Another misstep in terms of casting is Casey Wilson as the self-reported best friend of the woman who has gone missing. Although she is on screen fewer times than Harris, her interpretation of the character gives the impression that Noelle is supposed to be on a set of a comedy television show but somehow has gotten lost and ended up here. Granted, Noelle is, in part, supposed to be the “village idiot” but wouldn’t it have been more interesting if the character was written dumb but played smart? Contradiction, after all, is what makes the film function on a cerebral and, to an extent, a visceral level.
Fincher allows the mystery to unspool without the expected red herrings that usually come with the mystery-thriller genre. Instead, he employs his not unfamiliar signature of summoning basic elements of a dramatic film—in this case, a marriage drama—to elevate the tension during the exposition just enough and then eventually adding a number of jigsaw pieces onto his canvas in order to arouse our suspicions and inspire us to look a bit closer. In other words, he makes movies that slowly come to life and those willing to stick through the transformation are rewarded.

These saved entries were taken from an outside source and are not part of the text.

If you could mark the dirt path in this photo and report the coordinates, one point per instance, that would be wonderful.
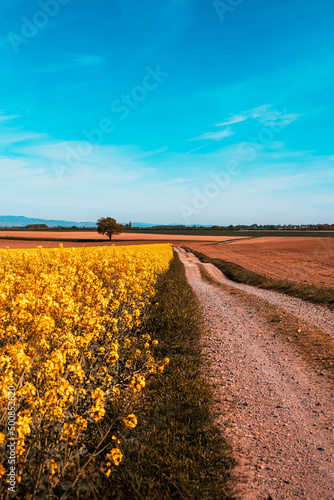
(276, 409)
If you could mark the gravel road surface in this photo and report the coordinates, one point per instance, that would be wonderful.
(277, 411)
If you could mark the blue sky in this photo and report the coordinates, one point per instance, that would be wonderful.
(186, 111)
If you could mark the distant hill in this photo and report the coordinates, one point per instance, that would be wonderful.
(20, 221)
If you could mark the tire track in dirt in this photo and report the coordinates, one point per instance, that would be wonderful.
(276, 410)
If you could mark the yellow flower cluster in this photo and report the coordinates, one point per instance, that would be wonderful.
(70, 340)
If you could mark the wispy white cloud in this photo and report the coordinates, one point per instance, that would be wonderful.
(214, 135)
(266, 114)
(16, 137)
(232, 120)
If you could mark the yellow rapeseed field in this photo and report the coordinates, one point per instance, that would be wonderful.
(71, 347)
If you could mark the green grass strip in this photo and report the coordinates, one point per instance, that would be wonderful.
(176, 451)
(317, 295)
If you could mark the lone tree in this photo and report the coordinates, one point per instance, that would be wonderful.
(109, 226)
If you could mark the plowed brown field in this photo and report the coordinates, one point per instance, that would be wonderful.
(307, 260)
(92, 235)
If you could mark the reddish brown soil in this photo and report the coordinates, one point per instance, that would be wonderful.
(90, 235)
(308, 260)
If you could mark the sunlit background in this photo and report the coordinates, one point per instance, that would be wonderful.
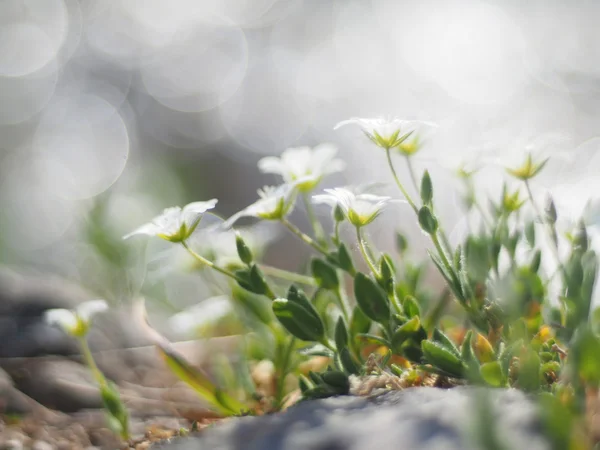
(111, 111)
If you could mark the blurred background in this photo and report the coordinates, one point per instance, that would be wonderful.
(112, 111)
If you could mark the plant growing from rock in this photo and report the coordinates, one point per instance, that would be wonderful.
(342, 326)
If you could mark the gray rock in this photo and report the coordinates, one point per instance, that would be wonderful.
(416, 419)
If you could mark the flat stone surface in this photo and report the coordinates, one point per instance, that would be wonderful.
(416, 419)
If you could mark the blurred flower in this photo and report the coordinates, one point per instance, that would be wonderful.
(274, 204)
(527, 157)
(76, 322)
(386, 133)
(304, 162)
(205, 313)
(360, 209)
(175, 224)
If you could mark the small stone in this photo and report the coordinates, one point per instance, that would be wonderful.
(41, 445)
(11, 444)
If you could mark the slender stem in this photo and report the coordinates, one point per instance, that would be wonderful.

Ben Affleck is spot-on as Nick, the husband who becomes a curious specimen under the media’s microscope. Nick acts strangely because although his wife has disappeared, possibly dead, he does not know how to behave when the spotlight is on him. For instance, when photographers ask him to pose and smile in front of a missing person poster, he doesn’t even think twice about following through with the request—and what it might mean for him once the one perfect snapshot is published all over the papers and shown on national television. Thus, he gives the impression that either he does not care or he is a direct culprit. Detective Boney (Kim Dickens) and Officer Gilpin (Patrick Fugit) certainly have their suspicions.
“Gone Girl” is a true cousin of Fincher’s other thrillers like “Se7en,” “The Game,” and “Zodiac.” Although never as dark as any of them, all four engage the viewers on a high level—to question not only what is really going on but also whether the final answer, or answers, is something that we really want to know. And just when we are convinced that the final layer has been peeled off completely, a movie as alive as this is already growing another stratum of skin cells, ready to be picked off.